The join operation can happen in 3 steps:

  1. Compute a histogram of keys using groupby
  2. Compute the new table size by calculating the sum product of keypairs (this will differ between inner, left and outer join)
  3. Compute the pair of indices for the new output (2 x int32).

The pair of indices can now be looked up on demand.

Exceeding memory limits

For the TaskManager to assign work to the Workers, a topological sort is required to assure order of execution between tasks.
Even in ".ipynb notebook" mode where the user may execute tasks out of order, the TaskManager must detect dependencies and raise exception at the level of instructions. Raising during run in a remote processor is not adequate.

If the TaskManager detects that the memory footprint exceeds 95% of the available memory, it can drop memory blocks to disk.

For this the TaskMap becomes beneficial: The items that were computed a long time ago (in CPU time) but aren't involved in any tasks can be dropped to disk. Intuitively it seems valid to let the TaskManager use the Least Recently Used (LRU).
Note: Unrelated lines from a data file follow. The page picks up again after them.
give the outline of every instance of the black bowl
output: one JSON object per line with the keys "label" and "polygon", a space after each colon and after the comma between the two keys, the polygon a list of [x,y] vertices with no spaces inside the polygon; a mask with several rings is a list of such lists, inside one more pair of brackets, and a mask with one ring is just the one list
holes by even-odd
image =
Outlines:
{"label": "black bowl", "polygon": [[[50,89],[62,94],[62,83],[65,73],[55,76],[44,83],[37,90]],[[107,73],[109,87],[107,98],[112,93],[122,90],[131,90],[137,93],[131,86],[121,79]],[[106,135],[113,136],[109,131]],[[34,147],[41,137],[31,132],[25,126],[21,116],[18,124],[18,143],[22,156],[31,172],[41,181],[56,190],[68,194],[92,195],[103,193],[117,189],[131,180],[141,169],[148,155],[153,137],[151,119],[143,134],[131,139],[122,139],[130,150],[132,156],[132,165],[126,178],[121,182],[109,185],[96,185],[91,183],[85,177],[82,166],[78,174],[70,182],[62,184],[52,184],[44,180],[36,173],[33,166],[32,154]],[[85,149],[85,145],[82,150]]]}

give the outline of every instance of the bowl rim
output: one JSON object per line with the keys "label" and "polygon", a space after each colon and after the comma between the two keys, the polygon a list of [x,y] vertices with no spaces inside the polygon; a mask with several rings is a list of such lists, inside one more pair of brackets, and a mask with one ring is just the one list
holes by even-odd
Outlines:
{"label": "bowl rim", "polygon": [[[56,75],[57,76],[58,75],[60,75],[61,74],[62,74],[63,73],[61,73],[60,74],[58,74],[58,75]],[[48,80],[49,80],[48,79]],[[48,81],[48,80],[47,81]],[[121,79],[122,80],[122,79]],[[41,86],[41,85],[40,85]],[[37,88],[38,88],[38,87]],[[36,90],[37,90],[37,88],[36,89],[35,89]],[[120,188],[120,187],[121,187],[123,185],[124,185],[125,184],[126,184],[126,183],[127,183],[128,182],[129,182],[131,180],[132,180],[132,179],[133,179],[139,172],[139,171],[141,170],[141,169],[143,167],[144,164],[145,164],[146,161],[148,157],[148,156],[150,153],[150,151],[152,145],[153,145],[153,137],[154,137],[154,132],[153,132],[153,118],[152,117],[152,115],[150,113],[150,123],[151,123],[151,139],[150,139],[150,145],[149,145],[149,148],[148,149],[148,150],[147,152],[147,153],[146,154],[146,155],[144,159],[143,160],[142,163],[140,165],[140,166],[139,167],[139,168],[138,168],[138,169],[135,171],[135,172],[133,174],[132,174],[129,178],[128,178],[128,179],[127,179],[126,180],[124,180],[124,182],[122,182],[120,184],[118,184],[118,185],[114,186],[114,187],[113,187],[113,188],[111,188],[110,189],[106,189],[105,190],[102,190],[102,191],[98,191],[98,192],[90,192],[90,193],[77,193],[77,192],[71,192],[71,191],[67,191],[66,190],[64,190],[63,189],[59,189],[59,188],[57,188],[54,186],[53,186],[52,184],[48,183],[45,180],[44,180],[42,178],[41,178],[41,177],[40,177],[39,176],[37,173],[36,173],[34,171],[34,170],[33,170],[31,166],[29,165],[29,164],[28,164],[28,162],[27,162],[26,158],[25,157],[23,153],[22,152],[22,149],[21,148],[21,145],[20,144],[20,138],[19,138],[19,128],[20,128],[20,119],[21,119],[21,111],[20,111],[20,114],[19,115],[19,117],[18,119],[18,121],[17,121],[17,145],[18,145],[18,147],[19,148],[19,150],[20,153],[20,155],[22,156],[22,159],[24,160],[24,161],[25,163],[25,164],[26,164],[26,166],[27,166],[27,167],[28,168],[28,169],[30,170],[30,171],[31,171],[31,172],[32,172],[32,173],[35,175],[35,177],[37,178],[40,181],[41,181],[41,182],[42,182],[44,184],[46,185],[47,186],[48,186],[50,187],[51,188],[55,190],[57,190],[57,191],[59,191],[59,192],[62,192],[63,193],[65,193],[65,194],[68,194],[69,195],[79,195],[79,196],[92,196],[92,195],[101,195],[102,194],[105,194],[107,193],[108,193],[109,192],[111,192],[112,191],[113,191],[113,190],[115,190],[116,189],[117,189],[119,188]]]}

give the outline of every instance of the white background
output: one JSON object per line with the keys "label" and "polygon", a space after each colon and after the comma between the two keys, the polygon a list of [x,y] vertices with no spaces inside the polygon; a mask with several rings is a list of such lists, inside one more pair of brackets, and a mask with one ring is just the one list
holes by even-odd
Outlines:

If a task by itself appears to exceed memory footprint (for example materializing a table with outer join) the LRU-caching approach will drop completed parts of the outer-join to disk as soon as they're passive.

Note that multiprocessing.shared_memory(name=...,create=True,size=...):

  • can outlive the process that created them (good)
  • can be destroyed using unlink() (very good)

See example on python.org

Garbage collection.

when each table is deleted, we can override __del__ with an update to the TaskManager so it's reference count is maintained. It will then be up to the TaskManager to determine whether the columns are deleted from memory or disk.

@root-11
Copy link
Owner Author

root-11 commented Mar 10, 2022

Multiprocessing - a batch of one.

image

Assume tbl_7 has the columns 'a','b','c','d','date','hour'. Using the signature below, it becomes possible to perform parallel computation on simple function.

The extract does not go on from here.